Menanggapi fenomena tersebut, Pengamat Politik Universitas Muhammadiyah Lampung (UML), Chandrawansah, menilai bahwa aparatur pemerintahan sering kali berpihak kepada salah satu pasangan calon dalam setiap momentum Pilkada.
“Hebohnya foto Sekretaris Daerah Provinsi Lampung dengan tim pasangan calon sejalan dengan yang pernah saya sampaikan bahwa dalam setiap pemilihan kepala daerah, netralitas ASN dan money politics masih menjadi alat yang digunakan untuk memenangkan calon tertentu,” ujarnya saat diwawancarai pada Selasa (8/10/2024), seperti dilansir Pembaharuan.id.
Mantan Ketua Bawaslu Kota Bandarlampung periode 2019-2024 ini menegaskan bahwa Undang-Undang (UU) Nomor 10 Tahun 2016 tentang Perubahan Kedua atas UU Nomor 1 Tahun 2015 tentang Penetapan Peraturan Pemerintah Pengganti UU Nomor 1 Tahun 2014 tentang Pemilihan Gubernur, Bupati, dan Walikota sudah jelas melarang ASN terlibat atau melibatkan diri dalam pemilihan kepala daerah.
Ia melanjutkan, dalam Pasal 80 Ayat (1), pasangan calon dilarang melibatkan: (a) Pejabat badan usaha milik negara/daerah, (b) Aparatur Sipil Negara (ASN), anggota Kepolisian Negara Republik Indonesia, dan anggota Tentara Nasional Indonesia, (c) Kepala Desa atau Lurah serta perangkatnya.
Sedangkan dalam Ayat (2), Gubernur, Wakil Gubernur, Bupati, Wakil Bupati, Walikota, Wakil Walikota, pejabat negara lainnya, dan pejabat daerah dapat ikut kampanye dengan mengajukan izin sesuai ketentuan peraturan perundang-undangan.

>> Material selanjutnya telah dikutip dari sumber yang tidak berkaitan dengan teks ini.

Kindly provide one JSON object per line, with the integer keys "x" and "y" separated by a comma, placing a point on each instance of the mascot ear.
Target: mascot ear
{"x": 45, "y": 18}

Peraturan ini secara tegas melarang ASN untuk terlibat.
Lebih lanjut, ia menjelaskan bahwa dalam Pasal 71, pejabat negara, daerah, ASN, anggota TNI/POLRI, dan Kepala Desa atau Lurah dilarang membuat keputusan atau tindakan yang menguntungkan atau merugikan salah satu pasangan calon.
Candra juga menambahkan bahwa ada sanksi pidana bagi ASN yang terbukti berpihak pada salah satu pasangan calon. “Pada Pasal 189 disebutkan bahwa calon gubernur, calon wakil gubernur, calon bupati, calon wakil bupati, calon walikota, dan calon wakil walikota yang sengaja melibatkan pejabat badan usaha milik negara/daerah, ASN, anggota Kepolisian, TNI, serta Kepala Desa atau Lurah dan perangkatnya sebagaimana dimaksud dalam Pasal 70 Ayat (1), dapat dipidana dengan pidana penjara paling singkat 1 bulan atau paling lama 6 bulan dan/atau denda antara Rp600.000 hingga Rp6.000.000,” jelasnya.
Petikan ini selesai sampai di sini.